A longer account of my work, interests, and what drives me — updated as things evolve.
I'm Bello Tukur, a Senior AI Engineer at Awarri, working at the frontier of intelligent systems — speech AI, large language models, and advanced machine learning. I studied Mechanical Engineering at Ahmadu Bello University, and my real through-line has always been the same: building technology, understanding complex systems, and chasing the question of what intelligence actually is.
That instinct matured from building and thinking about machines into a deeper pursuit — how intelligence emerges, how it can be modelled, and how it might be extended beyond the current limits of human and machine capability.
My work spans some of the core layers of modern AI: speech-to-text, text-to-speech, large language models, and the infrastructure that turns models into real products.
I’m most interested in the path from first principles to production, understanding architectural components of ML models deeply, and building it into something reliable enough for people to use in the real world.
Before Awarri, I served as Lead AI Engineer at Uniccon Group, where I led the AI team building the first African humanoid robot.
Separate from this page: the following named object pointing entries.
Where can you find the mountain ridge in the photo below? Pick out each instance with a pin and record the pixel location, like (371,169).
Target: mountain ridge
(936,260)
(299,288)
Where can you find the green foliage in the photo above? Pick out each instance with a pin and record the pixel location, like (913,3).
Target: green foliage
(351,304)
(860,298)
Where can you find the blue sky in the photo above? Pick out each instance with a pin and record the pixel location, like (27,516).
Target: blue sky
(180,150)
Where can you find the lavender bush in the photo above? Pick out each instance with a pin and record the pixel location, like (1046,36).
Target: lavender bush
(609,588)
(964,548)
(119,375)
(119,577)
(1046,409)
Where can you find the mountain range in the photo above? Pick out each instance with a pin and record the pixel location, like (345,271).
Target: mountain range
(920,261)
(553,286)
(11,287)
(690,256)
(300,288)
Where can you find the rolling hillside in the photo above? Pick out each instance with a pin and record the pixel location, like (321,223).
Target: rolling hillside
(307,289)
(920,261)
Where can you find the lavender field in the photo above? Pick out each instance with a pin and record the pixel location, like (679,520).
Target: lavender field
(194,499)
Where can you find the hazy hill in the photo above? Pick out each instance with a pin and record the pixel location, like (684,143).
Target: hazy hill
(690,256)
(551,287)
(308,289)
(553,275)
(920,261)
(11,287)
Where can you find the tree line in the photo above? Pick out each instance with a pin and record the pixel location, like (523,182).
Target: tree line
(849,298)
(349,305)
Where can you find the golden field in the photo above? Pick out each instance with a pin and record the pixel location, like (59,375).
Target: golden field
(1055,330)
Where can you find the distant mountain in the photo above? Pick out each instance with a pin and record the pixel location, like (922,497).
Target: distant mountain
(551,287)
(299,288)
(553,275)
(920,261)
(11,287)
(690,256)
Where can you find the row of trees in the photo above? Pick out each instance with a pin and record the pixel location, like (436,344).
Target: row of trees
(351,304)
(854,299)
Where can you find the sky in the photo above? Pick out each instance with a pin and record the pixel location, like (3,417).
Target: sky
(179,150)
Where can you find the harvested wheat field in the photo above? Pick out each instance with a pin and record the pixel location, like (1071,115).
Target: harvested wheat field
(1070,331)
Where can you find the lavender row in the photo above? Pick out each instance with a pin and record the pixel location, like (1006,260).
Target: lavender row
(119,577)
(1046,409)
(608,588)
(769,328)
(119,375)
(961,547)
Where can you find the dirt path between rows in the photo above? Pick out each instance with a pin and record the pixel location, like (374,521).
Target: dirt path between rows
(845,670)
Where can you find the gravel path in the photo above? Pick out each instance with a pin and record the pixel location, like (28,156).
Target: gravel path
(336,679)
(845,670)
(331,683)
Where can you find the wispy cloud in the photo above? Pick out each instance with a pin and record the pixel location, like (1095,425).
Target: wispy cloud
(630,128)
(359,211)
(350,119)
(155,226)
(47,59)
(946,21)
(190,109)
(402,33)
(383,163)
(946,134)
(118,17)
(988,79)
That project sits at a fascinating junction of robotics, embodied intelligence, and human-centred AI — and it shaped how I think about AI not merely as software, but as something that perceives, reasons, and acts in the physical world.
Across my career I've worked on machines that can hear, speak, and think — and I remain drawn to the interfaces between those capabilities.
A major intellectual thread in my work is the intersection of computational neuroscience and AI. I've engaged seriously with ideas from Numenta's cortical column theory, the hypothesis that the neocortex operates through a common algorithm of prediction, reference frames, and sparse distributed representations.
I've also been involved with BMM MIT research to deepen my understanding of intelligence from first principles. The animating question is: what can understanding the brain actually teach us about building better AI? I believe the answer is: quite a lot — and we're only beginning to find out.
I think about the long arc of intelligence — how it evolves, compounds, and may transform civilisation. I'm genuinely interested in helping drive the emergence of what I think of as utopian intelligence civilisations: futures in which advanced intelligence, science, and engineering unlock flourishing at scales humanity has barely imagined.
For me, AI is not just about automation or benchmarks. It is part of a much larger civilizational project — one in which understanding mind and building intelligence may be among the most important things we can do.
I play chess — and think about it the same way I think about AI: a domain of deep pattern, long-horizon strategy, and emergent complexity. I hike whenever I can; sustained motion through physical space clarifies thought in a way nothing else does. And I play badminton almost every day — the most consistent part of my routine, and probably the best thing for my sanity.